Dan Coughlin's Approach to Giving a Keynote Speech
I began my full-time management consulting business in January 1998. From 1998 through 2007 my primary focus was on providing executive coaching. During that time I coached Division Presidents, Vice-Presidents, and Senior Directors at McDonald's, Marriott, Coca-Cola, Toyota, St. Louis Cardinals, and more than 30 other organizations. I conducted more than 1,500 executive coaching sessions and invested more than 3,000 hours on-site observing and coaching these individuals.
All of my executive coaching was customized and outcome-focused. All the relationships began with clarifying the business outcomes the individual wanted to improve. We then worked together toward leveraging the individual's strengths and honing key behaviors in order to improve those business outcomes. In 2005 I began to shift from advising one individual at a time (executive coaching) to providing practical business advice on leadership, innovation, branding, and sales to hundreds of people at a time (keynote speaking).

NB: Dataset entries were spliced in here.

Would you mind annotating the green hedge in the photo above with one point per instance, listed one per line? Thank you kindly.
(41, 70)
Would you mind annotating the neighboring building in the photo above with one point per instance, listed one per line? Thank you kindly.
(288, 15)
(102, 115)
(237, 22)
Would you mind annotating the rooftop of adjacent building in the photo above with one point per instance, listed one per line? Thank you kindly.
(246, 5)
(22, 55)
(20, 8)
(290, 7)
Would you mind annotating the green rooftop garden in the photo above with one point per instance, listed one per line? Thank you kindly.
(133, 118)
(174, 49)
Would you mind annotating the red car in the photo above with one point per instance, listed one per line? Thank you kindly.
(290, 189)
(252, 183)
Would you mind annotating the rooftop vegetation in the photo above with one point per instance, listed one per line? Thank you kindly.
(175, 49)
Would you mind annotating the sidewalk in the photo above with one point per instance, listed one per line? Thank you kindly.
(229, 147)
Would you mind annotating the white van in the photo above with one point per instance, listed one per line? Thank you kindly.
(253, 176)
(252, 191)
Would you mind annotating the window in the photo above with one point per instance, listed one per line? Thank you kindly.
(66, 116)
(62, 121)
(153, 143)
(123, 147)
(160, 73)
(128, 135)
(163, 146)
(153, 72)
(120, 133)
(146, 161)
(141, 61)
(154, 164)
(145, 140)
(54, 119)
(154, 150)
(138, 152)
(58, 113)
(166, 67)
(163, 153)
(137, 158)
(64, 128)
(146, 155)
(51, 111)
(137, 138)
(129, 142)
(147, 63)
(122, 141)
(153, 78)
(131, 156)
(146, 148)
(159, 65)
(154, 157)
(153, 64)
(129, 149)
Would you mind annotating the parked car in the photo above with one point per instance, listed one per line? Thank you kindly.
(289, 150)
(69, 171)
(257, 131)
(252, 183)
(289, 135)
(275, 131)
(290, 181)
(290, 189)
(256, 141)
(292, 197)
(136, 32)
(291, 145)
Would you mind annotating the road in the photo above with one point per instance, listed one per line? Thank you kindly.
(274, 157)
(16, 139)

Target Audience and Topics
My audiences fall into two specific categories: they are either members of a single business or members of an association made up of numerous businesses. The audience members tend to be business owners, presidents/CEOs, vice-presidents, operational managers, and/or sales/marketing managers. All of my keynote speeches are about practical ideas to accelerate the sustainable achievement of the group's most important desired business outcomes. My keynote topics are leadership, innovation, branding, and sales.
Purpose of a Keynote Speech
To me, the purpose of a keynote speech is to impact the behaviors of the audience members in ways that generate better sustainable results for their organizations. Before every keynote speech I work with the decision-makers to clarify the desired outcomes of the meeting 100 days after it is over. I then provide in my keynote speech very practical ideas the attendees can consider using to impact those desired business outcomes.
Research and Customization
For every keynote speech I do extensive research on the organization or the association. I conduct phone interviews with a dozen people. I send out an e-mail questionnaire with five open-ended questions to anywhere from 50 to 500 people who will be attending the meeting. I read any hard copy documents or websites about the group that I can gather. Many times I go on-site to the organization before my speech in order to better understand their nuances. Based on all of this research I select five or six key ideas to focus on. I create both a hard copy Learning Guide for the attendees and Power Point slides to highlight the key ideas.
Value Added After the Speech is Over
For a speech to make a lasting impact that improves business outcomes, I believe the ideas need to be reinforced periodically with the audience members. Consequently, I write follow-up articles for the organization or the association to use in their internal electronic or hard copy publications. In these articles I highlight the key ideas I delivered in the keynote speech.
Dan can provide numerous examples of each of these components of my keynote speeches.